A trust is a powerful legal tool that allows an individual to have more flexibility and control over how their assets will be managed when they pass on. Whether you are looking for strategies to help your family avoid the probate process, protect a loved one with special needs, or preserve your wealth for future generations to enjoy, there are different trusts available that can help. Working with a Long Island trust lawyer can help you reach your estate planning goals.
At Greco Law, P.C., we are well-known across Nassau and Suffolk counties as the legal team that creates custom trust solutions. From day one, we proudly provide comprehensive guidance to our clients on what trusts they should select and execute to protect what is important to them and ensure their loved ones are cared for when they are gone. With our knowledge of New York trust laws, we can help give you peace of mind that everything is in place and secure.
With so many different options for estate planning, it can be overwhelming to choose which trust you would benefit from most. In some cases, you may need multiple trusts to achieve your estate planning objectives. It’s important to hire an estate planning lawyer in Long Island to understand these options before making any final sections.
Some of the most commonly used trusts include:
A living trust is also known as a revocable trust. It allows you to manage your assets during your lifetime and transfer them to beneficiaries after you pass away. One of the largest benefits of a living trust is that it will allow your family members to avoid the probate process. Living trusts also provide a ton of flexibility, allowing you to modify or revoke them throughout your life as certain circumstances change. They also offer privacy, as they are not made public like a will.
A special needs trust is designed to provide financial support to a beneficiary with a disability. One of the most significant benefits of this is that it will not impose on any other government benefits this individual might also rely on, such as Medicaid or Supplemental Security Income. The disabled individual can use funds from this type of trust for many different reasons, including covering their medical expenses and education.
An inheritance trust is designed to protect an individual’s assets from being taken advantage of by creditors, legal claims, or other entities after they pass away. When setting up an inheritance trust, you will need to agree on specific terms for how and when the inheritance should be distributed.

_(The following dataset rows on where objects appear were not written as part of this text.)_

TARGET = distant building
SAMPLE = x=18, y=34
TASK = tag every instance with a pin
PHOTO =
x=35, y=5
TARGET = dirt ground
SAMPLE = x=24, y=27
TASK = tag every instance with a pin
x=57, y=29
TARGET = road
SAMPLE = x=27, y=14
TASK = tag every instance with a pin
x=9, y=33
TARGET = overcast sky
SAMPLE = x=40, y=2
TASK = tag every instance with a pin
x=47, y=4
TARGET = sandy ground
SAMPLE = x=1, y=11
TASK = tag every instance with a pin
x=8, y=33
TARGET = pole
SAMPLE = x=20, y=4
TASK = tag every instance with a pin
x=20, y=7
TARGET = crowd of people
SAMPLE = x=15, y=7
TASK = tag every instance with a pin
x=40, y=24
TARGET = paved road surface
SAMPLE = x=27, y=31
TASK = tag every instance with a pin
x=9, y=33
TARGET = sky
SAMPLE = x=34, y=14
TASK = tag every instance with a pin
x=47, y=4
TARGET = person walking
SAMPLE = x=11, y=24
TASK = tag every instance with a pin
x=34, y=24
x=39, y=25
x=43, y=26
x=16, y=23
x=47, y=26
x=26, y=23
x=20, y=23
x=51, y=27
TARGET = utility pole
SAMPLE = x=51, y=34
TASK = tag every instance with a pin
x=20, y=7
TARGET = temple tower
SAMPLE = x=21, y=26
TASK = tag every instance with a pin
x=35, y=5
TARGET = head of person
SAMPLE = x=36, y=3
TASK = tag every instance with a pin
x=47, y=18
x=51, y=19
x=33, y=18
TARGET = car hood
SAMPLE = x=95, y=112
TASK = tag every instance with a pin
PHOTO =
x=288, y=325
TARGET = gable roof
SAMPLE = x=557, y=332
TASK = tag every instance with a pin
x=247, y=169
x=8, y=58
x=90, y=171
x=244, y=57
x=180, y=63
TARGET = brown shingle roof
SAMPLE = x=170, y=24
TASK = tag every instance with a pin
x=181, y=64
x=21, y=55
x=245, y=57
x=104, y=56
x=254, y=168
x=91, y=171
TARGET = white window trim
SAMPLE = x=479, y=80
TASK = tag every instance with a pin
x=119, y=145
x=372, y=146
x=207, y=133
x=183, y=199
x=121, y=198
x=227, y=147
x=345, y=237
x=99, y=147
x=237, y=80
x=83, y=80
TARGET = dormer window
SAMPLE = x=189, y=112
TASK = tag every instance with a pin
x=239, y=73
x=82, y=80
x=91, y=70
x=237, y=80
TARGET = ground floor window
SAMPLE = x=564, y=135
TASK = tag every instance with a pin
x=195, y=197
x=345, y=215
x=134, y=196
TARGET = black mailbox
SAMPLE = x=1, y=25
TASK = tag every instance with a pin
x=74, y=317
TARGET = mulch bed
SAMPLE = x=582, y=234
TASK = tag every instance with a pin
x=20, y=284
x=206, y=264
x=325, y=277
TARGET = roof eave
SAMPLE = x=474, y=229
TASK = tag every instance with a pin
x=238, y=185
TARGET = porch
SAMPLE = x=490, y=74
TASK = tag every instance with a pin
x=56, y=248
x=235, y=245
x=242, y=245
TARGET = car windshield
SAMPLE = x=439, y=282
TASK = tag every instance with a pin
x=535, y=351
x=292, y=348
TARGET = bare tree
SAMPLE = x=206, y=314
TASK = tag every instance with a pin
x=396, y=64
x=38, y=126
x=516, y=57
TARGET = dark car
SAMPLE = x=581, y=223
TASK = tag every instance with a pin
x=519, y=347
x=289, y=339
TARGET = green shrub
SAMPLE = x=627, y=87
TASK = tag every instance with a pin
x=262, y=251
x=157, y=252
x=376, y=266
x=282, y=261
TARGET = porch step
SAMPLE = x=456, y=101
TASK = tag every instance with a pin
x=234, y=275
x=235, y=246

For example, you could arrange for your funds to be distributed to certain individuals at a certain age or life milestone.
An inheritance trust Is an extra layer of flexibility and control that many appreciate.
An irrevocable trust cannot be modified or voided once it is established. Those who choose this estate planning tool may look to benefit from shielding certain assets from creditors or reducing their family member’s chances of being subjected to extra estate taxes. These trusts are often used for gifting strategies, charitable donations, or setting up life insurance trusts.
When someone chooses to employ a charitable trust, they are doing so to support a cause they are passionate about. In addition, they also benefit from tax benefits. For example, a charitable trust lets you receive income from that trust during your lifetime, while the remainder will go to a charity of your choice when the time comes. These can be a powerful estate option for those who want to combine their own philanthropic goals with their asset planning strategies.
Protect your loved ones and your assets with expert estate planning. Our experienced attorneys can guide you through wills, trusts, asset protection, and more. Schedule a Legacy Planning Session today for peace of mind.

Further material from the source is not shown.